Le ministre bolivien des Affaires étrangères, Fernando Aramayo, a annoncé mardi qu'il se rendrait au Chili pour signer des accords visant à rétablir les relations diplomatiques entre les deux pays après 48 ans d'éloignement.
Dans des déclarations aux médias locaux, Aramayo a précisé que la visite aurait lieu ce mercredi et qu'il rencontrerait les autorités chiliennes dans le cadre d'un ordre du jour préalablement convenu.
« Demain, je me rends dans le pays voisin du Chili pour pouvoir signer les accords sur lesquels nous travaillons pour donner corps à l'annonce faite par le président de reprendre les relations diplomatiques avec le pays frère », a déclaré le ministre bolivien des Affaires étrangères.

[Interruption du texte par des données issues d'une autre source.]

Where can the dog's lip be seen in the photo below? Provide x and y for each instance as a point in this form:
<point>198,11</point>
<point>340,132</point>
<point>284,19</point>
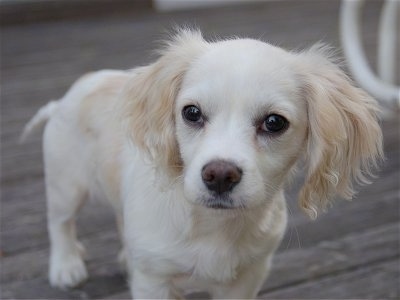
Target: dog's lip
<point>219,206</point>
<point>220,203</point>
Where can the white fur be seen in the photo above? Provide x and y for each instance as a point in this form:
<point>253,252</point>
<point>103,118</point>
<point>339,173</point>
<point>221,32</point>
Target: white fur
<point>121,136</point>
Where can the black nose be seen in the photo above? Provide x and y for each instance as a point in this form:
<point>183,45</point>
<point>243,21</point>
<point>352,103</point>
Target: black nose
<point>221,176</point>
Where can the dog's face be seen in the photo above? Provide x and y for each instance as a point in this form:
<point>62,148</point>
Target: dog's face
<point>241,124</point>
<point>233,117</point>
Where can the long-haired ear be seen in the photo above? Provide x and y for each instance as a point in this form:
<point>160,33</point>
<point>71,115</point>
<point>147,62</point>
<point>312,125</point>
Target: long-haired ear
<point>344,137</point>
<point>149,99</point>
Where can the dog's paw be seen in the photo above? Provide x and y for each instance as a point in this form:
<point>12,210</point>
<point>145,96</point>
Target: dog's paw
<point>67,272</point>
<point>122,259</point>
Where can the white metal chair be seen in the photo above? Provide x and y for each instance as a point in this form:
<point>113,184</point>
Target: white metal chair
<point>383,85</point>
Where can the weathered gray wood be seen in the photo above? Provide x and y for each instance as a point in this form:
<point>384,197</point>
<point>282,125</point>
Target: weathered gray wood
<point>377,281</point>
<point>326,258</point>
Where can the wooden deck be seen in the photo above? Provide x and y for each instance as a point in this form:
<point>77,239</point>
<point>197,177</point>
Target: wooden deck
<point>350,252</point>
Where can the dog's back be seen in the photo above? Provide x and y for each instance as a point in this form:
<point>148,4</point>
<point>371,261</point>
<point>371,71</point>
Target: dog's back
<point>80,143</point>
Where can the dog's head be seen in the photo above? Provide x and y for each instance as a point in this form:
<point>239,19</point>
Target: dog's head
<point>232,119</point>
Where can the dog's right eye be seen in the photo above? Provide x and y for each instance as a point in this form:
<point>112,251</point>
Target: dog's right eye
<point>193,115</point>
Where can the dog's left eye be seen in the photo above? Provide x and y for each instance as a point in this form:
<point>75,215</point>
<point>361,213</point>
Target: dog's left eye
<point>274,124</point>
<point>193,115</point>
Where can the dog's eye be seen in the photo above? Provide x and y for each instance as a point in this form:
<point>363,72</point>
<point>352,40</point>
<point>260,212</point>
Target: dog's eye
<point>192,114</point>
<point>274,124</point>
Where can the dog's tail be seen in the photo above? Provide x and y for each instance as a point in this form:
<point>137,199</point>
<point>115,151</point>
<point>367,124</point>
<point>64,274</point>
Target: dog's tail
<point>39,120</point>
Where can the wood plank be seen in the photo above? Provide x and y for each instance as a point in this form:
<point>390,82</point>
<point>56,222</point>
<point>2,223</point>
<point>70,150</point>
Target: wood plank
<point>376,281</point>
<point>327,261</point>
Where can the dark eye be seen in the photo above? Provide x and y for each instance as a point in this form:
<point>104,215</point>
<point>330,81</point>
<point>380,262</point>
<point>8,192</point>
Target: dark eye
<point>192,114</point>
<point>274,124</point>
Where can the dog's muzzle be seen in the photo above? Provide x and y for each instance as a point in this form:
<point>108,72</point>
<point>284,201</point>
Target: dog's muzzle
<point>220,177</point>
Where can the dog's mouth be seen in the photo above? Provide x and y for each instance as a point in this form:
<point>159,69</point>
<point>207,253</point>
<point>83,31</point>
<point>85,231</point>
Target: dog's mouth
<point>220,203</point>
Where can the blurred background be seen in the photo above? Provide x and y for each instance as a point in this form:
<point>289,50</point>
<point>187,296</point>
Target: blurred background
<point>350,252</point>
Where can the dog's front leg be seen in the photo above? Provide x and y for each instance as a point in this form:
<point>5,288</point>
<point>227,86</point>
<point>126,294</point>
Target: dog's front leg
<point>146,286</point>
<point>247,284</point>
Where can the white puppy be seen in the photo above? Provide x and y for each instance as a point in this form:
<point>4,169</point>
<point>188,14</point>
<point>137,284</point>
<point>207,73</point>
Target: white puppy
<point>193,152</point>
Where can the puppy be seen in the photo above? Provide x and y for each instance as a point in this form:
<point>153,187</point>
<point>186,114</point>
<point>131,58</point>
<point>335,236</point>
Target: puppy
<point>193,152</point>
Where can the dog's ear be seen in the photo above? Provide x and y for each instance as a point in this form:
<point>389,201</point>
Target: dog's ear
<point>344,136</point>
<point>149,99</point>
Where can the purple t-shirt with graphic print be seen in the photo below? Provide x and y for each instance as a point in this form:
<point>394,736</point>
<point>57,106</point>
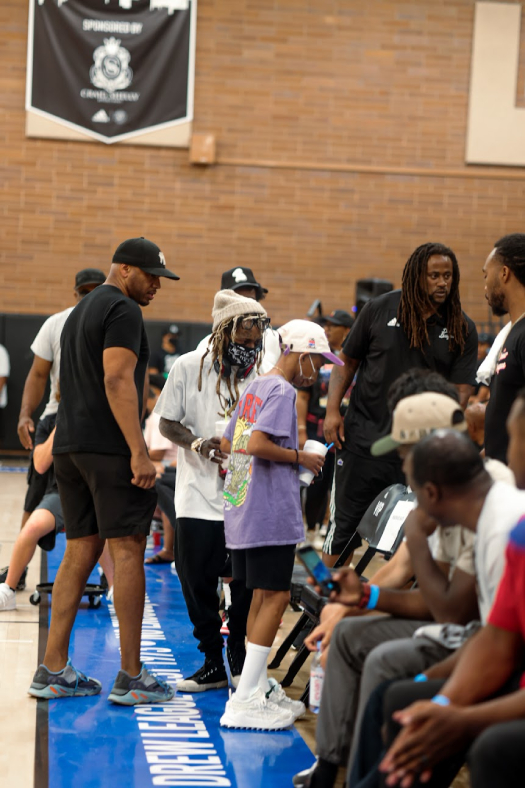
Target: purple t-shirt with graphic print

Il s'agit du premier voyage au Chili d'une autorité bolivienne depuis le début du gouvernement du président Rodrigo Paz, après les rapprochements enregistrés au cours des deux derniers mois entre les deux gouvernements.
Le président chilien, Gabriel Boric, s'est rendu en Bolivie le 8 novembre en tant qu'invité spécial à l'investiture de Paz. Après la cérémonie officielle, les deux dirigeants ont tenu une brève réunion, la première entre les chefs d'État des deux pays depuis 19 ans.

La rencontre représente un changement dans la relation bilatérale, marquée par la rupture diplomatique de 1978 et les tensions dérivées de la demande maritime bolivienne.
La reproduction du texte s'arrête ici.